South Africa is a funny place sometimes.
Undermine our democracy and capture the state, building a criminal enterprise second to none, and you can jet off to Dubai and throw lavish R100 million weddings, whilst workers at the mines you own go unpaid.
Head to Builders Warehouse with a hinge you bought, in order to ensure that you buy the identical product again to fit the rest of your house, and you can land up being arrested and charged with shoplifting.
That’s what happened to Capetonian Rose Kotze, in a nightmare tale that starts on December 19 of last year. Her story was covered on TimesLIVE by consumer advocate Wendy Knowler:
…a roving security camera happened to capture her putting her R100 pack of door hinges back into her handbag.

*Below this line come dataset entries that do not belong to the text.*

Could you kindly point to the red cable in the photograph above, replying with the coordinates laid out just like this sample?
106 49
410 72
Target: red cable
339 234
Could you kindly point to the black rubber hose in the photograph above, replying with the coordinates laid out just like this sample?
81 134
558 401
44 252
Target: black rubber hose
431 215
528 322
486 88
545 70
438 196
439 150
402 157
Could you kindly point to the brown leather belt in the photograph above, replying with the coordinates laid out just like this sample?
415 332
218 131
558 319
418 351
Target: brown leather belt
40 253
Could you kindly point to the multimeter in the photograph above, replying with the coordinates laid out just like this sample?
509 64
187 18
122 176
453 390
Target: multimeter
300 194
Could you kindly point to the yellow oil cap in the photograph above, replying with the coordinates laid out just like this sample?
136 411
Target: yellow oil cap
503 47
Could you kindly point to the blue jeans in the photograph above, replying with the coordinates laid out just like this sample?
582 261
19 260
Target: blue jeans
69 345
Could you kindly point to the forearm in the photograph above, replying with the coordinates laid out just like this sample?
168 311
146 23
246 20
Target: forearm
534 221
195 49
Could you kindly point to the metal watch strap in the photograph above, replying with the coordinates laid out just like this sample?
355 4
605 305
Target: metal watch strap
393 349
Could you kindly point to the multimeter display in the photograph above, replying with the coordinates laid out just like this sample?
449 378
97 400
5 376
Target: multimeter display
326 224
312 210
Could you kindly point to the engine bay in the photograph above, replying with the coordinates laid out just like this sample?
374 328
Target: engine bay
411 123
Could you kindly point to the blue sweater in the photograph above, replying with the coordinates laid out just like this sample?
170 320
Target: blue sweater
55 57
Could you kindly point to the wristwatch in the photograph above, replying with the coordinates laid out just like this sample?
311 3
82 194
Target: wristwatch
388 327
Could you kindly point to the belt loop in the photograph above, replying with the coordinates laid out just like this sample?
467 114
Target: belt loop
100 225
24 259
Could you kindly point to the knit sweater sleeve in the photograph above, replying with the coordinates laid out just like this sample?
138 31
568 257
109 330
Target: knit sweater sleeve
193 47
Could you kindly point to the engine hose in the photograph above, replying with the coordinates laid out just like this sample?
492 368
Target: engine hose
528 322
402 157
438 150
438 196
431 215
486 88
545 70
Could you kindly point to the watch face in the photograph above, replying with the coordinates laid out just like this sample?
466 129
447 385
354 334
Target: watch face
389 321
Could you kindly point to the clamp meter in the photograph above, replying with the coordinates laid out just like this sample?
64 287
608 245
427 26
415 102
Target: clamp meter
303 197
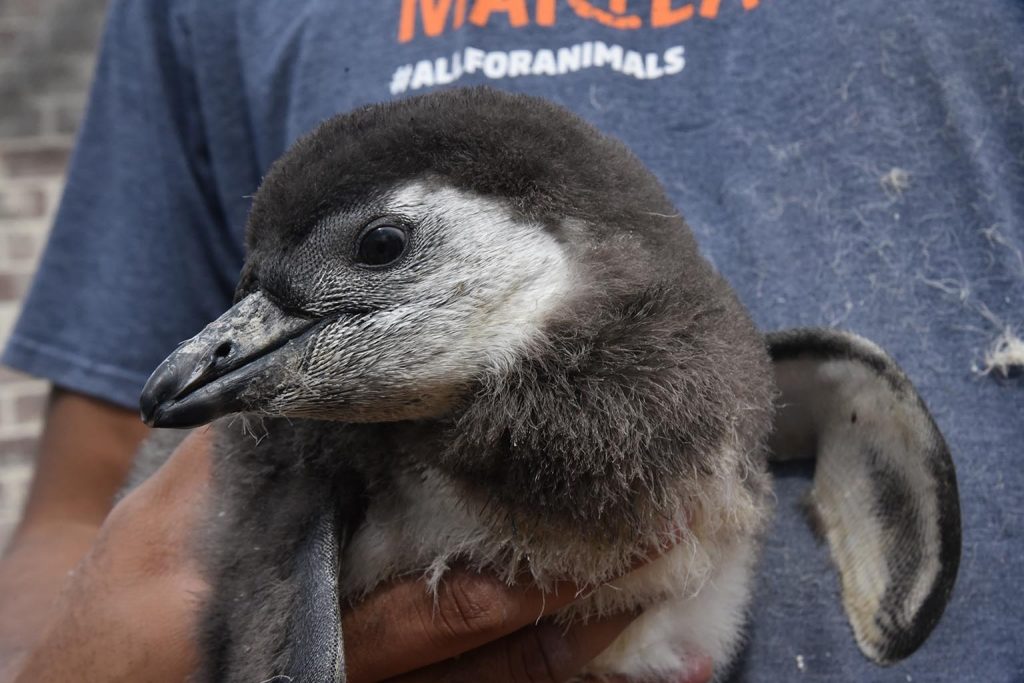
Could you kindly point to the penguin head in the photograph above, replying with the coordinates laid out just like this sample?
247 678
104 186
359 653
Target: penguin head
398 252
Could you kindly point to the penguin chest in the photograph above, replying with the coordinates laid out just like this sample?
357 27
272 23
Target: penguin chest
693 597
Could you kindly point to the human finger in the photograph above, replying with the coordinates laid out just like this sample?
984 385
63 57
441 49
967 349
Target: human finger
544 653
402 627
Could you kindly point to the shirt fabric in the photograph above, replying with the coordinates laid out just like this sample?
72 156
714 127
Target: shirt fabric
850 164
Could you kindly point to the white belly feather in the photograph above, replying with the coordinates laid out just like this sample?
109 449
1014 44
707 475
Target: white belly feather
694 595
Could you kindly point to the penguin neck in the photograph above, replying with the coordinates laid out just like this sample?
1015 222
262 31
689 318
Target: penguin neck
604 424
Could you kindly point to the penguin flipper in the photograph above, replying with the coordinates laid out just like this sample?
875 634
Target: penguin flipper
885 492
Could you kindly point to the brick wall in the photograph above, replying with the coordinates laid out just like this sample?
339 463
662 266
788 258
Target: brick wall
46 58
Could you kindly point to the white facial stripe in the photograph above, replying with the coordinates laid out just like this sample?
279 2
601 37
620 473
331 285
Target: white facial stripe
477 287
498 279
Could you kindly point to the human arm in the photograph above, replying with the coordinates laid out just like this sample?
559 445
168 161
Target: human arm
84 453
129 609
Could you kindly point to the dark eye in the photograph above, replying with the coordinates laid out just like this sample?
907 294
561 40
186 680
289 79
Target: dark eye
382 245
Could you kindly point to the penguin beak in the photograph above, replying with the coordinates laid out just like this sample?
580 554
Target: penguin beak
231 366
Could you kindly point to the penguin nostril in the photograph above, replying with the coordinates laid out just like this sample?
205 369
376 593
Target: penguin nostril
222 351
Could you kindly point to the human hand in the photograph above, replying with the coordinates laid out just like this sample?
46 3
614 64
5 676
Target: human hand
478 630
130 609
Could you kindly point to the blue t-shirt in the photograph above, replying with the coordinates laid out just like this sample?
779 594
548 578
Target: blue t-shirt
852 164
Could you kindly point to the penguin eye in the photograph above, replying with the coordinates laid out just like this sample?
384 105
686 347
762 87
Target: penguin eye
381 245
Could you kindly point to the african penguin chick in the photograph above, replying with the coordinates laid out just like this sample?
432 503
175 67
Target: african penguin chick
473 329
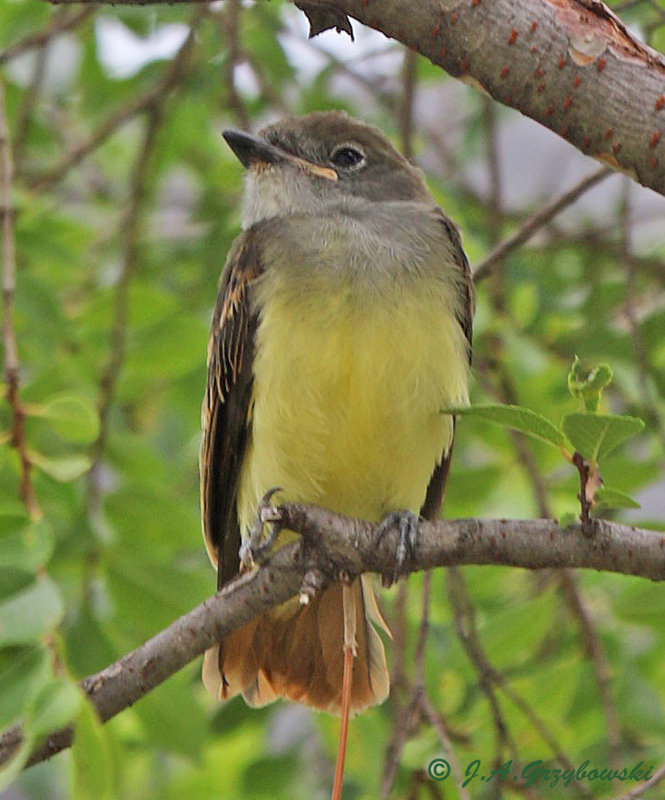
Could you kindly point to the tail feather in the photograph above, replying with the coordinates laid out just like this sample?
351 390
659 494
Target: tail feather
297 652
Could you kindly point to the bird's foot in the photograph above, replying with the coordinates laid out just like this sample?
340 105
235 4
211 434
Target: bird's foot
256 548
407 523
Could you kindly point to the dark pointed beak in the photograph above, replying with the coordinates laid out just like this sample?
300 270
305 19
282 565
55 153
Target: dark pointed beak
250 150
254 152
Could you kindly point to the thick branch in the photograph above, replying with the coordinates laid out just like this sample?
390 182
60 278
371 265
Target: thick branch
571 65
332 542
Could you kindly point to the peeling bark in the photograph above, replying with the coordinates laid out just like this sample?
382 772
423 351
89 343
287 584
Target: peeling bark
571 65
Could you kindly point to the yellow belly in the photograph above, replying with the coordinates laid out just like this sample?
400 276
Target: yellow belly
348 392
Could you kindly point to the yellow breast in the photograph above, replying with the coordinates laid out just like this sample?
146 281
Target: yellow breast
348 390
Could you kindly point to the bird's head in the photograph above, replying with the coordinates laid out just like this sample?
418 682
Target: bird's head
304 165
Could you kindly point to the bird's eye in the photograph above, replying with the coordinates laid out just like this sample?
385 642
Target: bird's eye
347 157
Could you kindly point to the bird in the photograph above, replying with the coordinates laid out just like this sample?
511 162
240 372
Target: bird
341 334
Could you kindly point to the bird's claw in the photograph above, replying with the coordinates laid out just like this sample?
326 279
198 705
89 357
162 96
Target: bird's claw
407 523
257 546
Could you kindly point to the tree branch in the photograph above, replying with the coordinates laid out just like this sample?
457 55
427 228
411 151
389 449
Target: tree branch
10 347
571 65
331 543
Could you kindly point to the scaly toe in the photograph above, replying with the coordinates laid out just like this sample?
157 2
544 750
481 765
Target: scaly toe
407 523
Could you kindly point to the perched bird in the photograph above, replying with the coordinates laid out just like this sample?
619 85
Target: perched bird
342 330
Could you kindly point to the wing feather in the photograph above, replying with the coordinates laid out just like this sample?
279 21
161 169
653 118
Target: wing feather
226 404
431 508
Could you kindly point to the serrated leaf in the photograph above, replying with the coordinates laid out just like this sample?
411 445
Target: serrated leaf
63 468
588 386
521 419
596 435
73 417
615 498
567 519
91 760
29 547
22 671
29 613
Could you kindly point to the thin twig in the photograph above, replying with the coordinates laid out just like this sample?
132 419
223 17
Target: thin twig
439 724
12 366
130 228
494 259
28 105
407 102
171 77
601 668
58 24
638 791
641 359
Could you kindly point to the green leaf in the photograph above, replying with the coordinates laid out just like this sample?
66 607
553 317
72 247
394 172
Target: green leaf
31 612
588 386
64 468
567 519
614 498
55 706
22 671
91 758
521 419
596 435
73 417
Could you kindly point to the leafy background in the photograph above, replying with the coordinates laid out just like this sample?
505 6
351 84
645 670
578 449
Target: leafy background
126 201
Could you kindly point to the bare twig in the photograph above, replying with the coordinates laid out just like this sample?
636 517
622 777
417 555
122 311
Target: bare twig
333 543
601 668
439 724
641 359
638 791
58 24
10 346
230 27
407 101
494 259
137 105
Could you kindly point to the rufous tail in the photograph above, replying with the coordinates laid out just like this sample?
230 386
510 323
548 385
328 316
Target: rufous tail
297 652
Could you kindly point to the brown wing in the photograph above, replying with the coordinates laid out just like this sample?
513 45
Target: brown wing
431 508
226 405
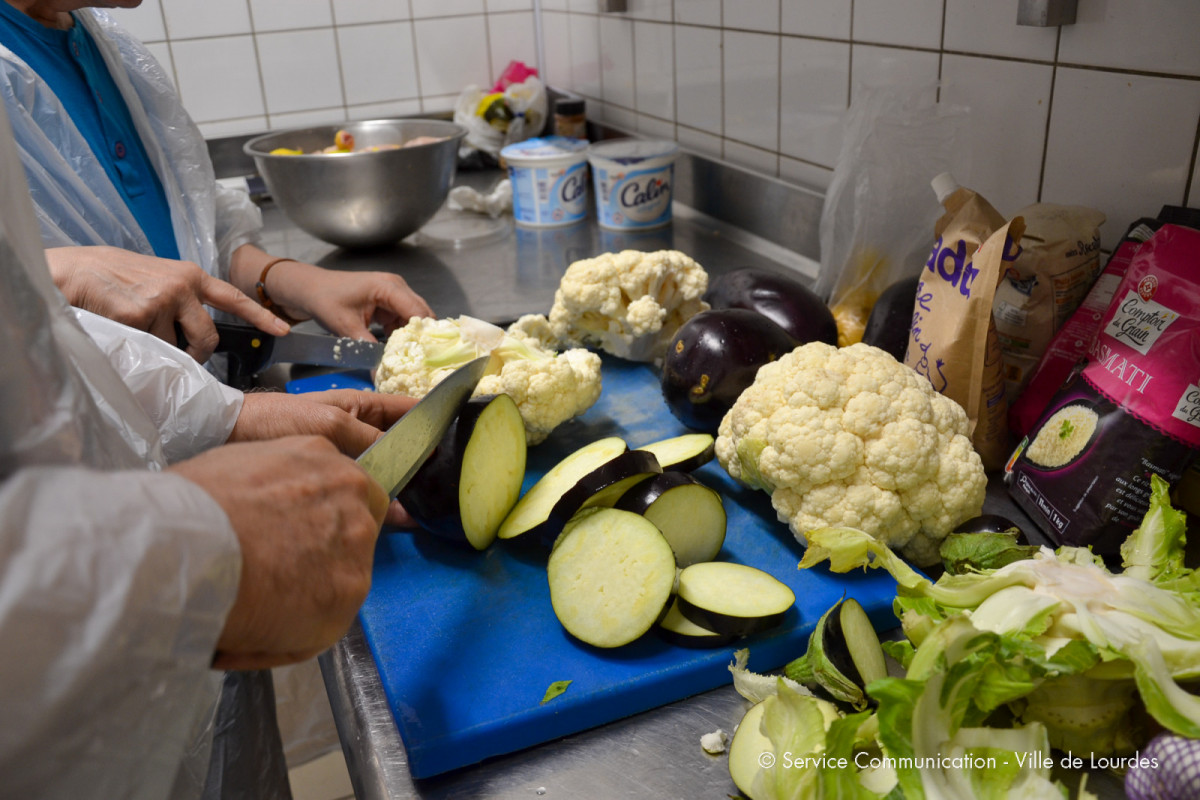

She had taken it out a minute or two earlier – before the camera happened to settle on her – and was holding it up to a number of hinges on display to find a perfect match. She didn’t find one, so she put that pack back in the basket, and then, a second later, remembering that she’d already paid for it, she took it out of the basket and put it back in her handbag.
To the security personnel and store management, who had no footage of Kotze removing that pack from her handbag, that looked like a slam-dunk act of shoplifting.
Totally oblivious that she’d been marked as a thief, Kotze and her boyfriend went on to choose and pay for R1,500 worth of goods in that store. But as they stepped out, a security guard stopped her and asked her to accompany him to the manager’s office.
At this point, security stopped Kotze and accused her of theft, and she was locked into a room with a security guard.
Let’s look at the hinge that caused all the drama:
Yes, it’s a butt hinge – as in, “but I didn’t f*cking steal it!”
Her boyfriend went home to find the receipt for the hinge she was accused of stealing, and here’s where things really go south:
Kotze had kept all the receipts from their twice-weekly shops in that store in the previous three months while they renovated their new home, totaling more than R40,000.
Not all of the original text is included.